Within the Aristotelian corpus, we can mention the following projects:
- Logical Works (He named them Analytical; the name Logic is likely to have come from Alexander of Aphrodisias): For Aristotle, logic is propaedeutic to science, that is, it is the first step to science. These works were grouped during the Middle Ages under the name of Organon. Includes: The Categories (or modes of being: they are the substance and nine accidents), On Interpretation, Topics, Prior Analytics, Posterior Analytics, and Sophistical Refutations (where fallacies are studied).
- Works of Philosophy of Nature: Physics (this can be understood today as a science analogous to biology, chemistry, etc.).
- Psychology Works: On the Soul.
- Science Works: The Weather and Sky, The Origin of Animals, Generation and Corruption.
- Ethical Works: Nicomachean Ethics, Eudemian Ethics, and Great Ethics.
- Construction Ethical-Political: Politics.
- Magnum Opus: The Metaphysics.
In fact, all works of Aristotle are great, as they represent the culmination of the thought of his time.
Division of Science According to Aristotle
He divided them into:
- a) Theoretical: Looking to know for the sake of knowing, they are useless, noble, selfless, and their object is truth. Examples of these sciences are: Metaphysics (object of study: the entity as an entity), the philosophy of nature (Object: the entity as a cell), and mathematics (The number).
Note that these three disciplines are about metaphysical realities, but the difference is that natural philosophy and mathematics (its objects) exist in this area or rather, require matter to exist.
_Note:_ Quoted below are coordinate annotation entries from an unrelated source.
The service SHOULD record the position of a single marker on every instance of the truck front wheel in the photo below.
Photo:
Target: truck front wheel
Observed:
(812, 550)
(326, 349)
Instead, the object of Metaphysics (being as being) requires absolutely no matter to exist: The Entity.
- b) Practical: Its purpose is the Good. They are useful because their purpose is not theoretical, but ensuring the attainment of a good thing. Examples of these sciences are: ethics, politics, and financial considerations (economics today). In the case of the first, a definition is advanced: the philosophical practice of science that seeks to know to direct human acts in view of the good of mankind. In the case of politics, the object is not particularly good, but the common good. And the same goes for the economy; both politics and the economy are social ethics.
- c) Poietic: Looking for Beauty. Its purpose is the perfection of a work outside the subject. This fits all the arts: Rhetoric, poetry, sculpture, music, and more.
The Philosophy of Nature
The keywords are: matter, form, act, and potency. Do not understand them in the vulgar way but philosophically. I mean, the matter is a potential and indeterminate principle (similar to Plato’s chora) but which has a potentiality, that is, the ability to receive a perfection. This is called denial. Then there’s the way it is now beginning, perfection in the matter that is indeterminate, and is able to remove it from its state of indeterminacy, transforming it into something specific.
Thus, four cases are involved in the formation of a substance: Material, formal, efficient, and final. The first two are intrinsic to the substance and the second two extrinsic. The material would cause what’s done something formal, so acquired and under which I can say this is a sculpture. The efficient cause is the agent, that is, who performed the action that enabled this sculpture to be held (the craftsman), and the final cause (its purpose, sell, decorate, etc.).